Growing Concerns 518: Catalpa tree, thistle, ash

Late Spring!

When planting a catalpa tree, why not aim for a new national champion?

 

Dear Janet,

Where can I purchase catalpa seeds or trees?

S.M.

Dear S.M.,

The northern hardy catalpa (Catalpa speciosa) is often called cigar tree or bean tree for its long seed pods. Detractors call the tree messy for these big pods and its relatively brittle wood that can lead to some twig fall. Yet the tree's big white flowers in summer and craggy winter form are assets in the landscape.

You can buy a catalpa locally if you look around a bit. Use the internet to find places close to you.  There are also places that will ship the tree to you.  Just be sure to use the botanicle name.  Common names can be different depending on your location.

For seed, just wait until late fall and collect some pods. The seed sprouts readily with no treatment other than popping it from the pod before planting.

 

Dear Janet,

I'm ready to give up and turn my flower bed over to the thistle weeds growing in it! I dug them out and pulled the sprouts all last year but they're back, as nasty as ever! Is there any hope?

C.B.

Dear C.B.,

Weeds have the upper hand in many situations because they're persistent. So it's only fitting that persistence on the part of the gardener is one of the keys to beating them.

Here's my standard approach to perennial weeds. It sounds like you may already have completed the first steps, last year -- so despite appearances, you're in the home stretch!

If it's a perennial bed, lift the perennials out of the bed. Take large root balls, mist them, then set them aside in the shade and they'll be fine for a few hours or even a weekend.

Dig up one thistle and learn what its root looks like -- brittle and white, in the case of Canada thistle, with thick horizontal segments. Now dig through the bed methodically, removing every bit of root you find. Note any place where the thistle root has entered the bed from adjacent ground, and how deep the roots are running at that point.

Now rinse all the soil off the root balls of the on-hold perennials. Remove every bit of foreign root. Replant them. If the weed was entering the bed from surrounding soil, dig a trench around the bed or install a vertical root barrier -- making either the moat or edging material as deep as the weed's runner roots.

Patrol the bed regularly -- daily is wonderful but weekly can work -- to remove every weed shoot you see. Be sure to "lift the skirts" of your desirable perennials to roust out the weed shoots that may be nestled there. Producing such growth uses up starch from the root fragment at the weed's base. Each day the shoot is in the sun, however, it creates new starch to rebuild the root. So the more frequently you nip these survivors in the bud, the sooner you starve out the remnant roots.

Don't be discouraged in year two. The world wouldn't be green if Nature gave up so quickly. Despite first appearances, the weed is weaker this year than last, so keep breaking it off and rooting it out.

 

Short reports

If you cut down an ash tree but can't chip it...

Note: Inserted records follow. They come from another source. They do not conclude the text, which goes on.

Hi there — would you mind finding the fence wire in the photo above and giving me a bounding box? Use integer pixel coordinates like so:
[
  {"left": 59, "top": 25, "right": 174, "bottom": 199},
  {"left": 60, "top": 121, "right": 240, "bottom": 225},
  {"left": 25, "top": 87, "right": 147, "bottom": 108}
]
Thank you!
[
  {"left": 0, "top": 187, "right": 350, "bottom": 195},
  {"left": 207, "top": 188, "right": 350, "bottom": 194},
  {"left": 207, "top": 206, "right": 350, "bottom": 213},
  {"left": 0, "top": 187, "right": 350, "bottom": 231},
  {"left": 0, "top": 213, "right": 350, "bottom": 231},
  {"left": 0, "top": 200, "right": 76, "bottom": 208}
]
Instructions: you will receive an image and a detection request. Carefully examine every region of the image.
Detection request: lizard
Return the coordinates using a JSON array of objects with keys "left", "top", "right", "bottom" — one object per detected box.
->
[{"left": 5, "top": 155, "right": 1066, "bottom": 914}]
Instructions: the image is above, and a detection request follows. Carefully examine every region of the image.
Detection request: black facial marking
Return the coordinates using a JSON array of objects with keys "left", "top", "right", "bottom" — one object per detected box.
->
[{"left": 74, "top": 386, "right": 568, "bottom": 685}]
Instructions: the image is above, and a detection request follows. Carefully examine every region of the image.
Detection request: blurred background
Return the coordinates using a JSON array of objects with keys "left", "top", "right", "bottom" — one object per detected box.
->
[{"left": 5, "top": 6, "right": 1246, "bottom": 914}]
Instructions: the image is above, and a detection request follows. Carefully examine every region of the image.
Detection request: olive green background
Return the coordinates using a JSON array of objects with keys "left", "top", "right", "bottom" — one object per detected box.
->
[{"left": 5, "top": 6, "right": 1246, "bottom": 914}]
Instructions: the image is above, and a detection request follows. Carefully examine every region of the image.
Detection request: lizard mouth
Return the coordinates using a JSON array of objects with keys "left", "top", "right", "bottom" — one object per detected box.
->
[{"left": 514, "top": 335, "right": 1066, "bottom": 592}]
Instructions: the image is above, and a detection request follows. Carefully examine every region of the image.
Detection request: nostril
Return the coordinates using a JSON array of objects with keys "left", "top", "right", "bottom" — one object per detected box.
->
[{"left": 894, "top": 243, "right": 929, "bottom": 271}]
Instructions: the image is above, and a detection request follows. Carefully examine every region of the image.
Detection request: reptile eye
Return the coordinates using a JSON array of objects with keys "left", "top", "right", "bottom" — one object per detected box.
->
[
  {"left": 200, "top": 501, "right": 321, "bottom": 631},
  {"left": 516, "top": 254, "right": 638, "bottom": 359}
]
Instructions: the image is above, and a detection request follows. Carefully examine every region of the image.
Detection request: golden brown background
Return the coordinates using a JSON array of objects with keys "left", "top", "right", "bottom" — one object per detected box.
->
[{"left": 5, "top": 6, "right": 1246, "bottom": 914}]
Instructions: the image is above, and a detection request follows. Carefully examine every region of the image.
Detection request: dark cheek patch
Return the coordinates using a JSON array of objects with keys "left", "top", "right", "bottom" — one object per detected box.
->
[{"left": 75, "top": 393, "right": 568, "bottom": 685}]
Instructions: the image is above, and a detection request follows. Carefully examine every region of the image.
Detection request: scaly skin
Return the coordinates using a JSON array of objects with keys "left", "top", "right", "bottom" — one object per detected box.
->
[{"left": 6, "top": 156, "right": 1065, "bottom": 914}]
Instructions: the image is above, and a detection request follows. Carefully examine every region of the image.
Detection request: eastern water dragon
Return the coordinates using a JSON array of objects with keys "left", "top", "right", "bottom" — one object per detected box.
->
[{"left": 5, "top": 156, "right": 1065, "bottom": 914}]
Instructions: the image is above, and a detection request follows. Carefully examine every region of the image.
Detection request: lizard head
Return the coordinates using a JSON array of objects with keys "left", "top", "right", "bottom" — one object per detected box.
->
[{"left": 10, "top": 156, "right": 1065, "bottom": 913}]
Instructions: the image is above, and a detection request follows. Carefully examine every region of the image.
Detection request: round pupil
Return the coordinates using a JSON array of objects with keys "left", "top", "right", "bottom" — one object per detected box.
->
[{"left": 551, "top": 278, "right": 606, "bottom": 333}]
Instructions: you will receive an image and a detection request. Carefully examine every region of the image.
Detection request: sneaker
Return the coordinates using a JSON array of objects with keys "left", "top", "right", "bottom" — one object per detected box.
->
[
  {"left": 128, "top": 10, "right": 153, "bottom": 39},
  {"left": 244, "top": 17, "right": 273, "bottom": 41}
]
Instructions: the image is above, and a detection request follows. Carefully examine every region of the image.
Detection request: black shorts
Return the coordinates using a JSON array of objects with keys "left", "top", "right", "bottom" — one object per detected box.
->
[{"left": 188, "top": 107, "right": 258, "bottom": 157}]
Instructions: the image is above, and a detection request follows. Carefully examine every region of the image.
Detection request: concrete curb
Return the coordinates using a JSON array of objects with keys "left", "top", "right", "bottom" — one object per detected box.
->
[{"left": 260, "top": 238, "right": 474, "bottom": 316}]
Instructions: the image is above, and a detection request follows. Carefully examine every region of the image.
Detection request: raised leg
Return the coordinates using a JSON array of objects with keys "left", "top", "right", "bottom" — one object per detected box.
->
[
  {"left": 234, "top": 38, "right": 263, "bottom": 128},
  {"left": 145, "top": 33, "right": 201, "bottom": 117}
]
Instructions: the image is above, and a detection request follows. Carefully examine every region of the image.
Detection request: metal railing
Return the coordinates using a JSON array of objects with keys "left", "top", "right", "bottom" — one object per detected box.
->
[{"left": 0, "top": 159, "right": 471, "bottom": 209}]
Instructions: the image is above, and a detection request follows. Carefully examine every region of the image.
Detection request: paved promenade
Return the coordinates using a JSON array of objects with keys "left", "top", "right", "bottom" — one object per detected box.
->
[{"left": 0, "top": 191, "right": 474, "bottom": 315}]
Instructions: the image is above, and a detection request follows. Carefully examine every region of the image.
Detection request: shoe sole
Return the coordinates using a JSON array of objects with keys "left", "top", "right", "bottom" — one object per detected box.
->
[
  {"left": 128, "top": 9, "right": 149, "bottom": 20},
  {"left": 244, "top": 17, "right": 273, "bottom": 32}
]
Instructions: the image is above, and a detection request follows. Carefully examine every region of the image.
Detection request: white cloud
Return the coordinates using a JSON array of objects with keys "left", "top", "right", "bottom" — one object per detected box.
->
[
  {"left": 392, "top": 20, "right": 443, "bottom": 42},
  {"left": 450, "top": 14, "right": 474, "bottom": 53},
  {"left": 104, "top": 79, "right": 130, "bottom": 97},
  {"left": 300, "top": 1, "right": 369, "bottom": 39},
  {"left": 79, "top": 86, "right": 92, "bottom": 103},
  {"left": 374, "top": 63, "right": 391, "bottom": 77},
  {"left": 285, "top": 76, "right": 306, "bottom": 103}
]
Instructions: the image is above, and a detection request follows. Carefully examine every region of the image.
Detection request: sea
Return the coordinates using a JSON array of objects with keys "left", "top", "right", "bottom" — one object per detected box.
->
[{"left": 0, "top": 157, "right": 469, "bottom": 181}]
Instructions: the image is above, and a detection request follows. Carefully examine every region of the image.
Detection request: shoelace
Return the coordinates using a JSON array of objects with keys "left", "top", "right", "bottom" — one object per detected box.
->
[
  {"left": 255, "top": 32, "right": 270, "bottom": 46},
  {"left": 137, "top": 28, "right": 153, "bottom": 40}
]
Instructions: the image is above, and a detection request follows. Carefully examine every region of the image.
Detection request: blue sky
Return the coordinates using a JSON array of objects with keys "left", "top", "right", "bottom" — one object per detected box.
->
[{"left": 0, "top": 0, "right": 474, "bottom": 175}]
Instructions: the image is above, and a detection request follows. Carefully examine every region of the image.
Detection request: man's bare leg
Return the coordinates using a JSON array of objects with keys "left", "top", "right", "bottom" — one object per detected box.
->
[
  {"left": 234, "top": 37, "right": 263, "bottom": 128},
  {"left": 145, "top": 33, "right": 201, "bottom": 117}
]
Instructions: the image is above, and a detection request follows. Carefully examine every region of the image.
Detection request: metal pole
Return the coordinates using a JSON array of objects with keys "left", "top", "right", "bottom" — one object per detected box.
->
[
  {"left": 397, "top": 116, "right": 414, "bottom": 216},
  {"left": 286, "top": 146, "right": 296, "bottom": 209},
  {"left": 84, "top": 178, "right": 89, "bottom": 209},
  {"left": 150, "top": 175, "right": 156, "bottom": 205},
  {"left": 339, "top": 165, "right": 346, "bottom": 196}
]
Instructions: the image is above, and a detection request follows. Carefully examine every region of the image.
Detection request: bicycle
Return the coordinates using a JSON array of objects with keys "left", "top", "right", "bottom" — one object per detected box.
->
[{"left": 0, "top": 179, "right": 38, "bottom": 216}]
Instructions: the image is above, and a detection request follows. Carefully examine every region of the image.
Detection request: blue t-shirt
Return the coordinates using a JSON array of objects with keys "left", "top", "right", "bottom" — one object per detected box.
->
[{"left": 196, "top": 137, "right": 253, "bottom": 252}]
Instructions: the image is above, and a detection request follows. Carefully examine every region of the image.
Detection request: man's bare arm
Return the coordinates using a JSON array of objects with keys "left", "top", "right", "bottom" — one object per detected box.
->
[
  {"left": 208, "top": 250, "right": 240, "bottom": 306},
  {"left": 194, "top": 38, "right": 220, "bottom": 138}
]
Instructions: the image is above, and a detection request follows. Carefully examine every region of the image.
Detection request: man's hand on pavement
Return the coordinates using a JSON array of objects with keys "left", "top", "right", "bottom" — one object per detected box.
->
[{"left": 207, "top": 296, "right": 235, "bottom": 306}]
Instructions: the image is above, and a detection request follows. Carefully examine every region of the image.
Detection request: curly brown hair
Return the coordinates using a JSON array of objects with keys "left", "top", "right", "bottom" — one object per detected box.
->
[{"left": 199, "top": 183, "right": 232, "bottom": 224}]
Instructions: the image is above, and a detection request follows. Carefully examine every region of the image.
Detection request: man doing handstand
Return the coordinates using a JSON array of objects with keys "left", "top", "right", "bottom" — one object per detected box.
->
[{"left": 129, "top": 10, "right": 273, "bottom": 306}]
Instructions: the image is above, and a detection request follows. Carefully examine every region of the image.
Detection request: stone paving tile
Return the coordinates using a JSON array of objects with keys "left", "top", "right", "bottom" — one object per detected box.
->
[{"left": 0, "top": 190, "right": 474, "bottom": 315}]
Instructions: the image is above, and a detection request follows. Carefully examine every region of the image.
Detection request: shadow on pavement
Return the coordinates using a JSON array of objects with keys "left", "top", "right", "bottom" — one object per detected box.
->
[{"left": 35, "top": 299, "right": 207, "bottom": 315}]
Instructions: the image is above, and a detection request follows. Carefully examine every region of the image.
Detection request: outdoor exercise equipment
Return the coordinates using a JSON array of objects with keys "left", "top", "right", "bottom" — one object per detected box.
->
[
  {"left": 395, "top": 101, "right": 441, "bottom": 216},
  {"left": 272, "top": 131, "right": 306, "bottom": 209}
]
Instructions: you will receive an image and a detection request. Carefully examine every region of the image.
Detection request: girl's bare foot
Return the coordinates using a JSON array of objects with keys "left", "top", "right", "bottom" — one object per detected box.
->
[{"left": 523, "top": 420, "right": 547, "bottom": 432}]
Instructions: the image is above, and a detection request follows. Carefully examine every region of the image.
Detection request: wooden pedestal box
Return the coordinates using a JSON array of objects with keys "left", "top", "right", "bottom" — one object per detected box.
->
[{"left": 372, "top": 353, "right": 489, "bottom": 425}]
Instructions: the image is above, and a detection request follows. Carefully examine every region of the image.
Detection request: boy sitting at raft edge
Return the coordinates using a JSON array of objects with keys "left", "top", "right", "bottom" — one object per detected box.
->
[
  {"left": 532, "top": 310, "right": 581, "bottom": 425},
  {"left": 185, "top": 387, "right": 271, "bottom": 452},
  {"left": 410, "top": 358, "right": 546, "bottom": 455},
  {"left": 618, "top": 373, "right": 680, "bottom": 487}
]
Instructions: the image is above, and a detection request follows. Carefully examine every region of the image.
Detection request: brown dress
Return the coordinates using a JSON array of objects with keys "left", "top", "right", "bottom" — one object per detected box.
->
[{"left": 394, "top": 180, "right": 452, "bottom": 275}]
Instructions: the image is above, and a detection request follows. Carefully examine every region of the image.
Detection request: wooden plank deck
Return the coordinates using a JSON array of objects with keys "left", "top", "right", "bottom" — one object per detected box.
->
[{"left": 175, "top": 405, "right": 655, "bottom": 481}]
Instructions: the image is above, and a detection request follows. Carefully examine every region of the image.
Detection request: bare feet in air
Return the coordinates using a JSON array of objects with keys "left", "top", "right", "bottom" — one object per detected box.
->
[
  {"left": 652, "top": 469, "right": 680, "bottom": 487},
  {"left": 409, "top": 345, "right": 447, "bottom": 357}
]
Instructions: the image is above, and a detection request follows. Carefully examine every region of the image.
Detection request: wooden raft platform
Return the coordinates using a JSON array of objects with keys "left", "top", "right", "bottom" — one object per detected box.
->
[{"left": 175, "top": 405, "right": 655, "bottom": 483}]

...and suspect the tree was infested with the borers  cover the wood securely with a plastic tarp until next winter. That's because borer beetles will emerge even from cut wood. Removing the bark is not an adequate defense as the larvae of this beetle tunnel into the wood to pupate.

 

Green thumbs up 

to pansies, which seem to have encountered ideal seed germination conditions this year and are coming up like a green carpet wherever pansies grew last year. As with other self-sown species such as sweet alyssum, cosmos, cleome and pot marigold, all the gardener need do is to thin the plants to leave one every three or four inches and enjoy your free flowers!

 

Green thumbs down

to carpet roses as groundcover, firethorn as a wall covering and barberry as a formal hedge. Why choose such viciously thorny plants for situations that require regular close hand work? Groundcover roses must be weeded regularly until established. Firethorn and barberry need frequent shearing for a formal appearance. Oh, my poor pricked fingers!